Deshalb sollten wir für einen Pakt aller Demokratinnen und Demokraten und für eine auf die Menschenrechte aufbauende Asylpolitik werben. In diesem Pakt müssen wir dann geeignete politische Strategien zur raschen und zielgerichteten Integration aller aufenthaltsberechtigter Geflüchteter entwickeln. Dafür muss sich auf allen Ebenen eine institutionell geregelte Zusammenarbeit von Bund, Ländern, Kommunen, Gesellschaft und Wirtschaft etablieren. Es gibt in Deutschland z. B. Kommunen, die Platz für Schutzsuchende haben; diese Angebote muss die Politik ernstnehmen, auch um Druck von überlasteten Kommunen zu nehmen.
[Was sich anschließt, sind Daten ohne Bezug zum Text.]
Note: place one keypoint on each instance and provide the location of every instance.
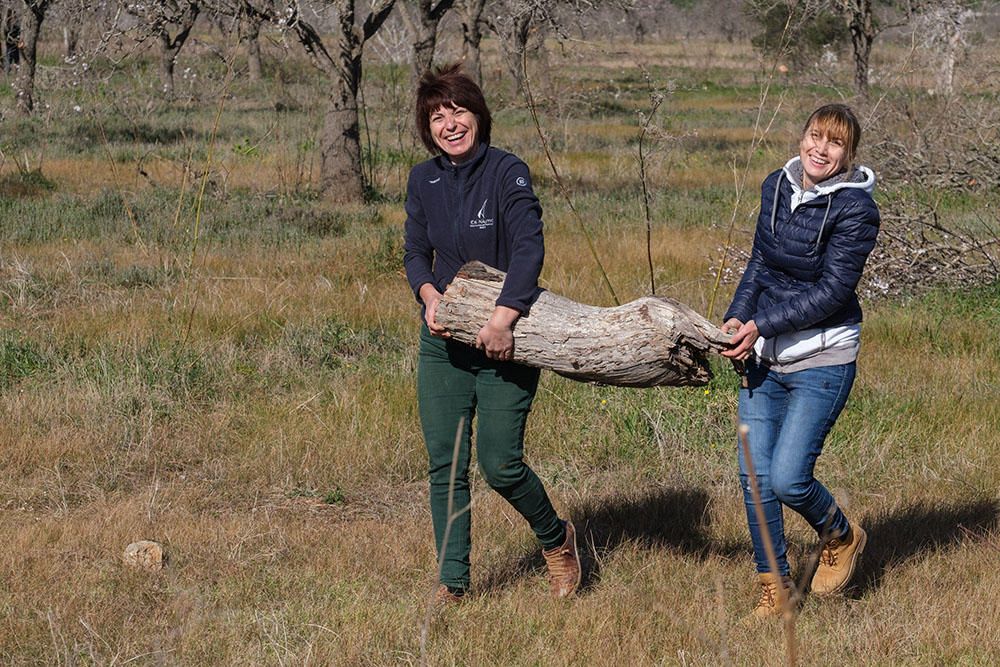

Angesichts des Arbeitskräftebedarfes und des demografischen Wandels mit seinen Folgen für die Sozialsysteme muss es unser Ziel sein, Menschen mit allen Qualifikationen zu gewinnen und mit sozialversicherungspflichtiger Beschäftigung in den Arbeitsmarkt einzugliedern. Über das aktuell verabschiedete Fachkräfteeinwanderungsgesetz hinaus ist es deshalb sinnvoll, dass im Koalitionsvertrag vereinbarte generelle Einwanderungsgesetz auf den Weg zu bringen. Dies reduziert undokumentierte, auch unberechtigte Einwanderung über das Asylrecht und öffnet reguläre Wege der Einwanderung.
Zudem ist eine nachhaltige Planung für die Aufnahme der Menschen in den Wohnungs- und Arbeitsmarkt umzusetzen. Die nötigen Investitionen in die öffentliche Infrastruktur, so zum Beispiel für Betreuungseinrichtungen und Schulen, kommen am Ende allen Menschen zugute. Sozialdemokratinnen und Sozialdemokraten müssen auf dieser Grundlage die Debatten um den Umgang mit den zu uns Geflüchteten führen. Wir müssen offensiv in die Gesellschaft hinein die Diskussion sachorientiert, empirie-basiert und konstruktiv führen.